Gameplay: Spielerisch ermöglicht die Geschichte uns ein dank unterschiedlichster Lokalitäten recht abwechslungsreiches Actionspiel, dass man wahlweise ziemlich Stealth-lastig oder sehr bombastisch spielen kann. Unterschiedliche freischaltbare Perks unterstützen den jeweiligen Spielstil. Neu ist an alldem freilich gar nichts, aber dafür tut ein Schritt zurück dem Spiel ganz gut. MachineGames setzt nämlich Signale an Liebhaber von Old-School-Shootern. Etwa, dass man Health-Packs und Panzerungen aufsammeln muss, statt einfach hinter einer Ecke kauernd wieder voll hergestellt zu werden und dass man Secrets in den Levels finden kann (mit denen man auch zusätzliche Spielmodi freischalten kann). In den Gefechten stellen sich die Gegner durchschnittlich intelligent an, stellenweise ist das Spiel einfach.

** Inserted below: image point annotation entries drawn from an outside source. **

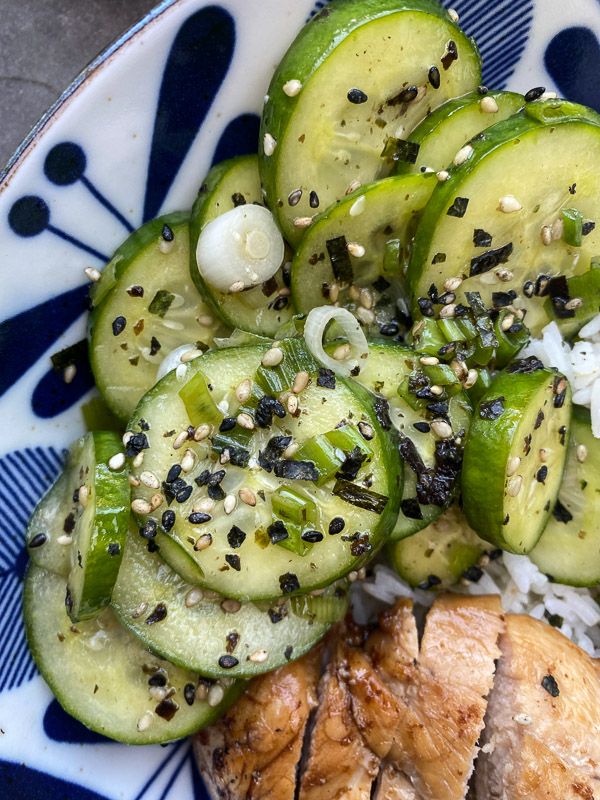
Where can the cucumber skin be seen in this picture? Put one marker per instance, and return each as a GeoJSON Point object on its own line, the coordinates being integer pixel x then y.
{"type": "Point", "coordinates": [321, 35]}
{"type": "Point", "coordinates": [493, 138]}
{"type": "Point", "coordinates": [479, 471]}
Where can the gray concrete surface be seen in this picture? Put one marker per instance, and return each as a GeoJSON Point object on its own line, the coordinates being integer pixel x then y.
{"type": "Point", "coordinates": [43, 45]}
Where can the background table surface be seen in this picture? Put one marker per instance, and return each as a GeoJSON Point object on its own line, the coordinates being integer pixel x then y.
{"type": "Point", "coordinates": [43, 45]}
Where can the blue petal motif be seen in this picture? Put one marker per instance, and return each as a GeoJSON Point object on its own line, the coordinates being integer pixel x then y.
{"type": "Point", "coordinates": [573, 60]}
{"type": "Point", "coordinates": [20, 782]}
{"type": "Point", "coordinates": [197, 64]}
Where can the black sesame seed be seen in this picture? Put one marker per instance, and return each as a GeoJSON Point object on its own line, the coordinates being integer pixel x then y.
{"type": "Point", "coordinates": [119, 324]}
{"type": "Point", "coordinates": [534, 94]}
{"type": "Point", "coordinates": [228, 662]}
{"type": "Point", "coordinates": [357, 97]}
{"type": "Point", "coordinates": [336, 525]}
{"type": "Point", "coordinates": [434, 77]}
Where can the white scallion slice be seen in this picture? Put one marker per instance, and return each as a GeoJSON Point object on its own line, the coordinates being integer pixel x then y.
{"type": "Point", "coordinates": [314, 331]}
{"type": "Point", "coordinates": [243, 245]}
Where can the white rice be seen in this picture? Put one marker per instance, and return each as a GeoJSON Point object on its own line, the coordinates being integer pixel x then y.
{"type": "Point", "coordinates": [521, 585]}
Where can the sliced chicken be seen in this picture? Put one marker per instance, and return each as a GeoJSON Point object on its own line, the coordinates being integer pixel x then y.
{"type": "Point", "coordinates": [542, 736]}
{"type": "Point", "coordinates": [341, 765]}
{"type": "Point", "coordinates": [254, 750]}
{"type": "Point", "coordinates": [443, 695]}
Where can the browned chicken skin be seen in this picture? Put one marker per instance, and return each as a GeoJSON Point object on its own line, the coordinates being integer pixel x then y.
{"type": "Point", "coordinates": [254, 750]}
{"type": "Point", "coordinates": [541, 746]}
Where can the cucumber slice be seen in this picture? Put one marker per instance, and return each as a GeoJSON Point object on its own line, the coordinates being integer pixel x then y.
{"type": "Point", "coordinates": [145, 306]}
{"type": "Point", "coordinates": [199, 634]}
{"type": "Point", "coordinates": [569, 549]}
{"type": "Point", "coordinates": [441, 135]}
{"type": "Point", "coordinates": [101, 674]}
{"type": "Point", "coordinates": [98, 526]}
{"type": "Point", "coordinates": [529, 167]}
{"type": "Point", "coordinates": [388, 368]}
{"type": "Point", "coordinates": [259, 568]}
{"type": "Point", "coordinates": [515, 455]}
{"type": "Point", "coordinates": [261, 310]}
{"type": "Point", "coordinates": [440, 555]}
{"type": "Point", "coordinates": [378, 223]}
{"type": "Point", "coordinates": [362, 75]}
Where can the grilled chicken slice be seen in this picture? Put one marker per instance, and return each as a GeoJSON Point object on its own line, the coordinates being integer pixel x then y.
{"type": "Point", "coordinates": [543, 720]}
{"type": "Point", "coordinates": [341, 766]}
{"type": "Point", "coordinates": [443, 696]}
{"type": "Point", "coordinates": [254, 750]}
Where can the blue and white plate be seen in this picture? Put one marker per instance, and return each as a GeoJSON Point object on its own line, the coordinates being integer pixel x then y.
{"type": "Point", "coordinates": [131, 138]}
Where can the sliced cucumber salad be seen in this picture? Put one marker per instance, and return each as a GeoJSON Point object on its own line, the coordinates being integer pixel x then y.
{"type": "Point", "coordinates": [321, 364]}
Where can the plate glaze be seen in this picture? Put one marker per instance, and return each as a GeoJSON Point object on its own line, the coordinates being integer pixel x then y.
{"type": "Point", "coordinates": [132, 137]}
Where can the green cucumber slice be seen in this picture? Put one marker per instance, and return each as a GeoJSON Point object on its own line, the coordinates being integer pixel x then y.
{"type": "Point", "coordinates": [261, 310]}
{"type": "Point", "coordinates": [259, 568]}
{"type": "Point", "coordinates": [351, 68]}
{"type": "Point", "coordinates": [515, 455]}
{"type": "Point", "coordinates": [438, 556]}
{"type": "Point", "coordinates": [387, 368]}
{"type": "Point", "coordinates": [100, 672]}
{"type": "Point", "coordinates": [569, 549]}
{"type": "Point", "coordinates": [503, 172]}
{"type": "Point", "coordinates": [98, 526]}
{"type": "Point", "coordinates": [451, 125]}
{"type": "Point", "coordinates": [378, 221]}
{"type": "Point", "coordinates": [146, 305]}
{"type": "Point", "coordinates": [199, 634]}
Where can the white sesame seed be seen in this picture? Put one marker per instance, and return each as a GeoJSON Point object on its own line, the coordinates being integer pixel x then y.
{"type": "Point", "coordinates": [205, 504]}
{"type": "Point", "coordinates": [452, 284]}
{"type": "Point", "coordinates": [291, 450]}
{"type": "Point", "coordinates": [365, 315]}
{"type": "Point", "coordinates": [193, 597]}
{"type": "Point", "coordinates": [302, 222]}
{"type": "Point", "coordinates": [180, 440]}
{"type": "Point", "coordinates": [488, 105]}
{"type": "Point", "coordinates": [201, 432]}
{"type": "Point", "coordinates": [92, 274]}
{"type": "Point", "coordinates": [300, 382]}
{"type": "Point", "coordinates": [441, 428]}
{"type": "Point", "coordinates": [229, 504]}
{"type": "Point", "coordinates": [203, 542]}
{"type": "Point", "coordinates": [258, 656]}
{"type": "Point", "coordinates": [522, 719]}
{"type": "Point", "coordinates": [149, 479]}
{"type": "Point", "coordinates": [355, 249]}
{"type": "Point", "coordinates": [507, 322]}
{"type": "Point", "coordinates": [512, 466]}
{"type": "Point", "coordinates": [231, 606]}
{"type": "Point", "coordinates": [145, 722]}
{"type": "Point", "coordinates": [514, 485]}
{"type": "Point", "coordinates": [140, 506]}
{"type": "Point", "coordinates": [269, 144]}
{"type": "Point", "coordinates": [189, 355]}
{"type": "Point", "coordinates": [448, 311]}
{"type": "Point", "coordinates": [69, 373]}
{"type": "Point", "coordinates": [272, 357]}
{"type": "Point", "coordinates": [463, 154]}
{"type": "Point", "coordinates": [342, 352]}
{"type": "Point", "coordinates": [292, 87]}
{"type": "Point", "coordinates": [216, 693]}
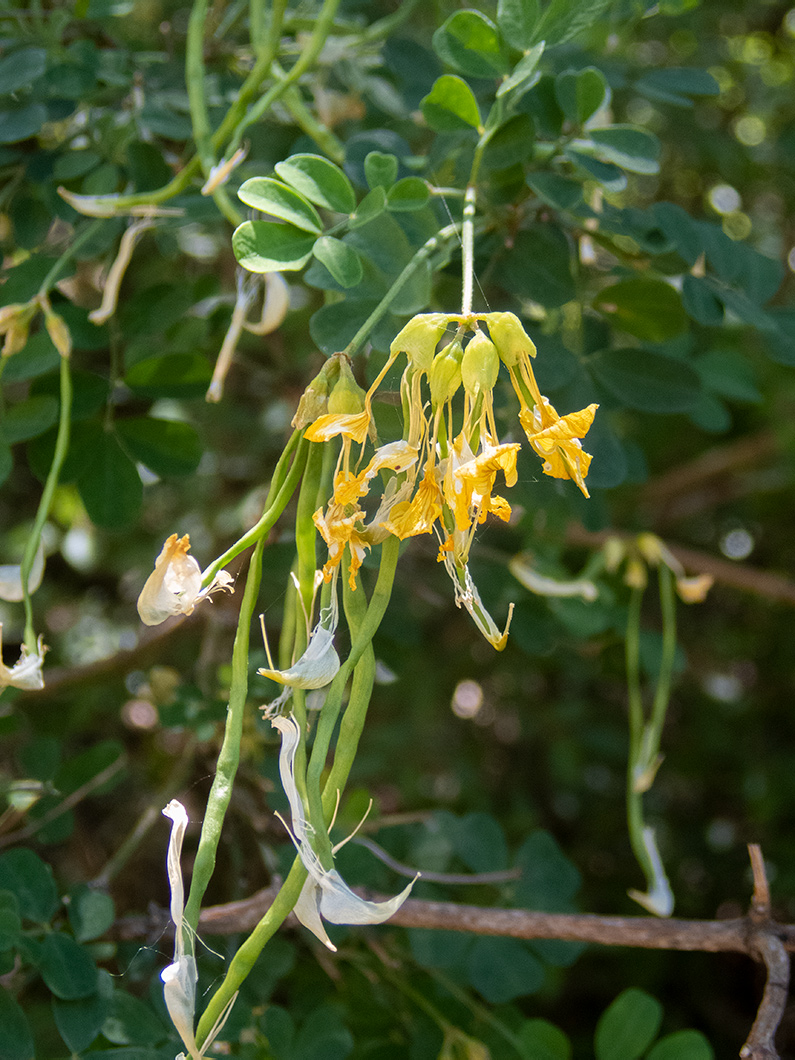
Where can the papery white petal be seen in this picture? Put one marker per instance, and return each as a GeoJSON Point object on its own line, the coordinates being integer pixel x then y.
{"type": "Point", "coordinates": [11, 578]}
{"type": "Point", "coordinates": [179, 993]}
{"type": "Point", "coordinates": [307, 912]}
{"type": "Point", "coordinates": [340, 905]}
{"type": "Point", "coordinates": [659, 897]}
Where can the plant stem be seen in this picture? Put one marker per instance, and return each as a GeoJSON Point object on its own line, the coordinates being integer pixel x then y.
{"type": "Point", "coordinates": [282, 488]}
{"type": "Point", "coordinates": [229, 755]}
{"type": "Point", "coordinates": [62, 447]}
{"type": "Point", "coordinates": [437, 242]}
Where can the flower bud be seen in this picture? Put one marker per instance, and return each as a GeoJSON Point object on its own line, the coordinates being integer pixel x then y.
{"type": "Point", "coordinates": [510, 337]}
{"type": "Point", "coordinates": [347, 396]}
{"type": "Point", "coordinates": [419, 339]}
{"type": "Point", "coordinates": [480, 365]}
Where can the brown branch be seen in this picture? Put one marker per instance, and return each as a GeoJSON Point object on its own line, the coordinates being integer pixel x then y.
{"type": "Point", "coordinates": [739, 576]}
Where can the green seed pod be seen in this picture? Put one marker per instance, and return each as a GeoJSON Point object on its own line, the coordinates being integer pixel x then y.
{"type": "Point", "coordinates": [480, 365]}
{"type": "Point", "coordinates": [419, 339]}
{"type": "Point", "coordinates": [510, 337]}
{"type": "Point", "coordinates": [445, 373]}
{"type": "Point", "coordinates": [347, 395]}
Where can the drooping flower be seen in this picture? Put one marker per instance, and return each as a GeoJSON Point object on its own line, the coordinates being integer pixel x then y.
{"type": "Point", "coordinates": [25, 673]}
{"type": "Point", "coordinates": [174, 587]}
{"type": "Point", "coordinates": [319, 663]}
{"type": "Point", "coordinates": [180, 977]}
{"type": "Point", "coordinates": [324, 896]}
{"type": "Point", "coordinates": [557, 439]}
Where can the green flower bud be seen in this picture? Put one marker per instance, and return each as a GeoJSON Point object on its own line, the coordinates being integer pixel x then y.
{"type": "Point", "coordinates": [480, 365]}
{"type": "Point", "coordinates": [510, 337]}
{"type": "Point", "coordinates": [347, 395]}
{"type": "Point", "coordinates": [419, 339]}
{"type": "Point", "coordinates": [445, 373]}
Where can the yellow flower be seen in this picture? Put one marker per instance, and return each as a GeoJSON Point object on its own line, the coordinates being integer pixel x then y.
{"type": "Point", "coordinates": [339, 529]}
{"type": "Point", "coordinates": [557, 439]}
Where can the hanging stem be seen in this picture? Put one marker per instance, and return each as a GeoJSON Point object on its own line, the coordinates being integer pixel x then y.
{"type": "Point", "coordinates": [62, 447]}
{"type": "Point", "coordinates": [229, 755]}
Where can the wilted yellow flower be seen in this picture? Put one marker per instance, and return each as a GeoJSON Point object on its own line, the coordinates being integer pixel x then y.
{"type": "Point", "coordinates": [174, 587]}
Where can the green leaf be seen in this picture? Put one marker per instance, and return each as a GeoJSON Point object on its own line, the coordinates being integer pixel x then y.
{"type": "Point", "coordinates": [525, 73]}
{"type": "Point", "coordinates": [6, 461]}
{"type": "Point", "coordinates": [628, 1027]}
{"type": "Point", "coordinates": [501, 969]}
{"type": "Point", "coordinates": [410, 193]}
{"type": "Point", "coordinates": [676, 85]}
{"type": "Point", "coordinates": [130, 1022]}
{"type": "Point", "coordinates": [563, 19]}
{"type": "Point", "coordinates": [21, 68]}
{"type": "Point", "coordinates": [24, 875]}
{"type": "Point", "coordinates": [649, 382]}
{"type": "Point", "coordinates": [542, 1040]}
{"type": "Point", "coordinates": [558, 192]}
{"type": "Point", "coordinates": [319, 180]}
{"type": "Point", "coordinates": [16, 1040]}
{"type": "Point", "coordinates": [516, 20]}
{"type": "Point", "coordinates": [539, 266]}
{"type": "Point", "coordinates": [165, 446]}
{"type": "Point", "coordinates": [581, 93]}
{"type": "Point", "coordinates": [90, 913]}
{"type": "Point", "coordinates": [21, 122]}
{"type": "Point", "coordinates": [607, 174]}
{"type": "Point", "coordinates": [67, 968]}
{"type": "Point", "coordinates": [471, 43]}
{"type": "Point", "coordinates": [701, 302]}
{"type": "Point", "coordinates": [650, 310]}
{"type": "Point", "coordinates": [634, 149]}
{"type": "Point", "coordinates": [11, 923]}
{"type": "Point", "coordinates": [381, 170]}
{"type": "Point", "coordinates": [549, 880]}
{"type": "Point", "coordinates": [81, 1021]}
{"type": "Point", "coordinates": [269, 246]}
{"type": "Point", "coordinates": [280, 200]}
{"type": "Point", "coordinates": [511, 143]}
{"type": "Point", "coordinates": [451, 105]}
{"type": "Point", "coordinates": [170, 375]}
{"type": "Point", "coordinates": [682, 1045]}
{"type": "Point", "coordinates": [341, 261]}
{"type": "Point", "coordinates": [110, 487]}
{"type": "Point", "coordinates": [29, 419]}
{"type": "Point", "coordinates": [729, 374]}
{"type": "Point", "coordinates": [373, 204]}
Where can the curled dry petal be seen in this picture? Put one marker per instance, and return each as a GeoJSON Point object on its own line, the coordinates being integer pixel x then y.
{"type": "Point", "coordinates": [324, 896]}
{"type": "Point", "coordinates": [174, 587]}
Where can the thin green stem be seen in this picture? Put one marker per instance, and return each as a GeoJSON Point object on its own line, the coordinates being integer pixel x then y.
{"type": "Point", "coordinates": [282, 487]}
{"type": "Point", "coordinates": [247, 954]}
{"type": "Point", "coordinates": [310, 53]}
{"type": "Point", "coordinates": [62, 447]}
{"type": "Point", "coordinates": [229, 755]}
{"type": "Point", "coordinates": [437, 242]}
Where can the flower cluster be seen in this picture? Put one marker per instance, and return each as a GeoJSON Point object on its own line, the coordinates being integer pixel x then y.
{"type": "Point", "coordinates": [446, 464]}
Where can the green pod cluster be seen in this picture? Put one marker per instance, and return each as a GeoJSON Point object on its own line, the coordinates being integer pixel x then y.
{"type": "Point", "coordinates": [445, 373]}
{"type": "Point", "coordinates": [418, 339]}
{"type": "Point", "coordinates": [510, 337]}
{"type": "Point", "coordinates": [480, 365]}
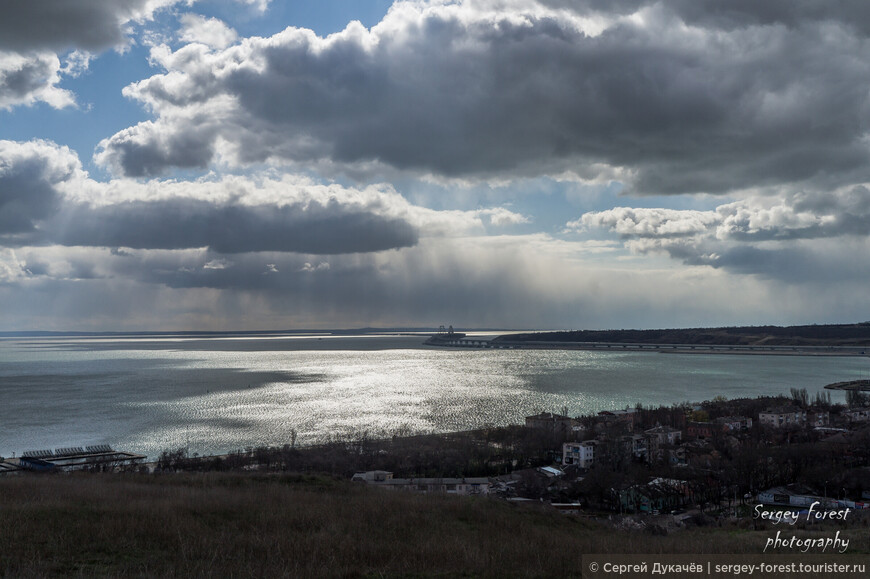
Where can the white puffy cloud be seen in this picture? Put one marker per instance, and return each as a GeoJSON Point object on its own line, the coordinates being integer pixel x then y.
{"type": "Point", "coordinates": [670, 101]}
{"type": "Point", "coordinates": [209, 31]}
{"type": "Point", "coordinates": [798, 236]}
{"type": "Point", "coordinates": [32, 78]}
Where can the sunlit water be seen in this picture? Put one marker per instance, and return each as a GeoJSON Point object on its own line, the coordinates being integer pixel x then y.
{"type": "Point", "coordinates": [220, 394]}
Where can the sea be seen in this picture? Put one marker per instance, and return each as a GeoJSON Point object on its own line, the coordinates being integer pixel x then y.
{"type": "Point", "coordinates": [214, 394]}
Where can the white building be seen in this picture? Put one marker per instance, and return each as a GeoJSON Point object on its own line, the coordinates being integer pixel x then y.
{"type": "Point", "coordinates": [782, 416]}
{"type": "Point", "coordinates": [579, 453]}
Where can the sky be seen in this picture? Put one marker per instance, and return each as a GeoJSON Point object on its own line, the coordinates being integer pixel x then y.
{"type": "Point", "coordinates": [549, 164]}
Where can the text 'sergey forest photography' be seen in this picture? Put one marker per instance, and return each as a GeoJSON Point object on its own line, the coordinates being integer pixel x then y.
{"type": "Point", "coordinates": [434, 287]}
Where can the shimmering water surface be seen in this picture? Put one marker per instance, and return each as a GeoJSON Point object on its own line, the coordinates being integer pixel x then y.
{"type": "Point", "coordinates": [147, 394]}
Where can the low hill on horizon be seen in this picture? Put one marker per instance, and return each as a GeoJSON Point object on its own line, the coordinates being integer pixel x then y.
{"type": "Point", "coordinates": [811, 335]}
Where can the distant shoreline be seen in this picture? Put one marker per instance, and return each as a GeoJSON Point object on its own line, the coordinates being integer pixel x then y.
{"type": "Point", "coordinates": [732, 349]}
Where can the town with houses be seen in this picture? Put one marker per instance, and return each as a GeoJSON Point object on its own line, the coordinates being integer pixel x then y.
{"type": "Point", "coordinates": [681, 461]}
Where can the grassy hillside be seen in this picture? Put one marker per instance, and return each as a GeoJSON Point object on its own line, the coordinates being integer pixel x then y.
{"type": "Point", "coordinates": [258, 525]}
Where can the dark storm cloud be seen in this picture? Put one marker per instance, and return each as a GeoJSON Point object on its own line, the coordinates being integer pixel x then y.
{"type": "Point", "coordinates": [184, 223]}
{"type": "Point", "coordinates": [59, 25]}
{"type": "Point", "coordinates": [459, 92]}
{"type": "Point", "coordinates": [43, 200]}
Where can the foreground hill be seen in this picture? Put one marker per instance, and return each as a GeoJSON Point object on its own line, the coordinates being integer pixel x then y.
{"type": "Point", "coordinates": [814, 335]}
{"type": "Point", "coordinates": [243, 525]}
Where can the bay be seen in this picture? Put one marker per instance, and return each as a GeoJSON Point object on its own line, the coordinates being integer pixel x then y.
{"type": "Point", "coordinates": [217, 394]}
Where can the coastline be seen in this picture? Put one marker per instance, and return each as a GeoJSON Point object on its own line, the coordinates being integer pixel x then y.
{"type": "Point", "coordinates": [733, 349]}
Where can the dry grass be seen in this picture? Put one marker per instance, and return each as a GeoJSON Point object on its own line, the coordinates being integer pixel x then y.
{"type": "Point", "coordinates": [236, 525]}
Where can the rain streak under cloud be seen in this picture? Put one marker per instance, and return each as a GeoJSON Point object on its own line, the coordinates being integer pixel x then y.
{"type": "Point", "coordinates": [509, 163]}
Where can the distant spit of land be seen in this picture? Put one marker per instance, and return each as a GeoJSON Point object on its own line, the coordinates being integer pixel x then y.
{"type": "Point", "coordinates": [840, 335]}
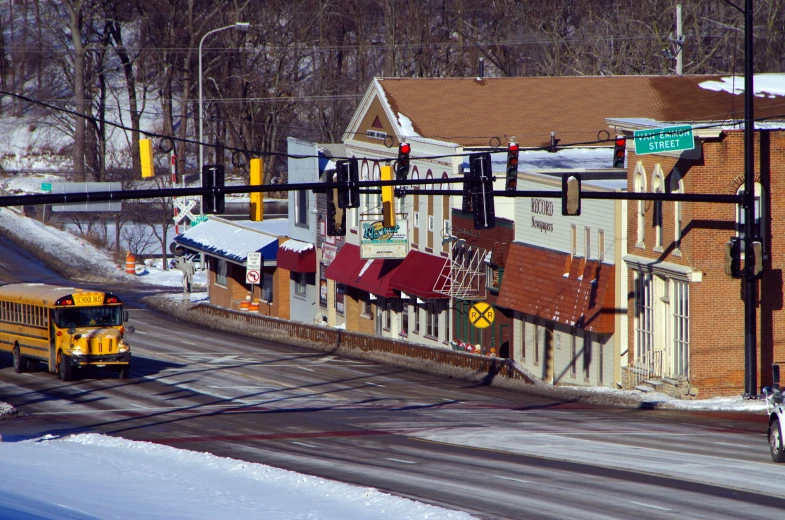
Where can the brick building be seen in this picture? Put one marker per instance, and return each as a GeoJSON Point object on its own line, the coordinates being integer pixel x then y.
{"type": "Point", "coordinates": [226, 244]}
{"type": "Point", "coordinates": [686, 315]}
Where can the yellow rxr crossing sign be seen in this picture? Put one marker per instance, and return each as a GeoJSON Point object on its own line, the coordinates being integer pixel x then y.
{"type": "Point", "coordinates": [481, 315]}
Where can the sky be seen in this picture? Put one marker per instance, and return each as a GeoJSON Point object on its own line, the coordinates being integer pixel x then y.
{"type": "Point", "coordinates": [165, 482]}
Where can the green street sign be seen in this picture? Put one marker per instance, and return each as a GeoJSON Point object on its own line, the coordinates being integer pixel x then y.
{"type": "Point", "coordinates": [668, 139]}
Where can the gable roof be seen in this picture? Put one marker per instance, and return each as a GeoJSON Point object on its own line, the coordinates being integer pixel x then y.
{"type": "Point", "coordinates": [471, 111]}
{"type": "Point", "coordinates": [551, 285]}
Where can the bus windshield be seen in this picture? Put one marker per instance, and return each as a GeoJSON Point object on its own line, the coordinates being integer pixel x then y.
{"type": "Point", "coordinates": [89, 317]}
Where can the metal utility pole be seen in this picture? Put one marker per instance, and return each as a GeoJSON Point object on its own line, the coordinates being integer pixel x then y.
{"type": "Point", "coordinates": [680, 40]}
{"type": "Point", "coordinates": [750, 299]}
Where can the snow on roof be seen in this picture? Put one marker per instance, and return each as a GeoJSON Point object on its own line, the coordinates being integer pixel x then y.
{"type": "Point", "coordinates": [765, 85]}
{"type": "Point", "coordinates": [232, 240]}
{"type": "Point", "coordinates": [296, 246]}
{"type": "Point", "coordinates": [589, 158]}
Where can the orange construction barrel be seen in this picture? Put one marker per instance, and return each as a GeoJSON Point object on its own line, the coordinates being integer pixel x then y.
{"type": "Point", "coordinates": [130, 263]}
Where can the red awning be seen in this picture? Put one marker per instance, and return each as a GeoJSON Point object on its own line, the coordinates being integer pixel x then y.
{"type": "Point", "coordinates": [297, 256]}
{"type": "Point", "coordinates": [345, 264]}
{"type": "Point", "coordinates": [418, 273]}
{"type": "Point", "coordinates": [375, 275]}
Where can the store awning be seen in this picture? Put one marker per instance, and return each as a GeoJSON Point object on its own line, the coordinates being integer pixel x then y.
{"type": "Point", "coordinates": [418, 273]}
{"type": "Point", "coordinates": [230, 240]}
{"type": "Point", "coordinates": [375, 276]}
{"type": "Point", "coordinates": [297, 256]}
{"type": "Point", "coordinates": [346, 263]}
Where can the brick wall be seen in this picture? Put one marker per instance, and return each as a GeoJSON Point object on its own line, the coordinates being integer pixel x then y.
{"type": "Point", "coordinates": [716, 322]}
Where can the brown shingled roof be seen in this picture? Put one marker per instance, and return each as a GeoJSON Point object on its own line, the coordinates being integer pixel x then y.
{"type": "Point", "coordinates": [469, 112]}
{"type": "Point", "coordinates": [534, 283]}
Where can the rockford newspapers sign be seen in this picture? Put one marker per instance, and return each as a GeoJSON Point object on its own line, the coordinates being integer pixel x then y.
{"type": "Point", "coordinates": [377, 241]}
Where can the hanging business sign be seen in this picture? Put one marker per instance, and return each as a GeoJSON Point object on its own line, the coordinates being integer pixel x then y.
{"type": "Point", "coordinates": [377, 241]}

Inszenierung: Die Vertonung ist in der deutschen Version stark geglückt. Die grafische Qualität der performanten Engine schwankt hingegen. Sie wird auch wegen der glaubwürdig eingefangenen, oftmals betonlastigen Regime-Architektur niemanden umhauen. So ein Gefängnis oder eine Kanalisation sind nunmal dröge und auch Mondbasen und faschistische Hauptquartiere werden nicht gebaut, um hübsch auszusehen. Oftmals etwas verwaschene Texturen machen den Eindruck nicht besser, gerade Außenareale und größere Bereiche leiden an einer Detailarmut. Die große Stärke entwickelt die Engine in den Gefechten in engeren Räumen, wenn der Beton abbröckelt, Metall durchlöchert und schonmal ganze Deckungen vernichtet werden.

Erschienen für Windows-PC, Playstation 3 & 4, Xbox 360 & One (Kauf-Partnerlink)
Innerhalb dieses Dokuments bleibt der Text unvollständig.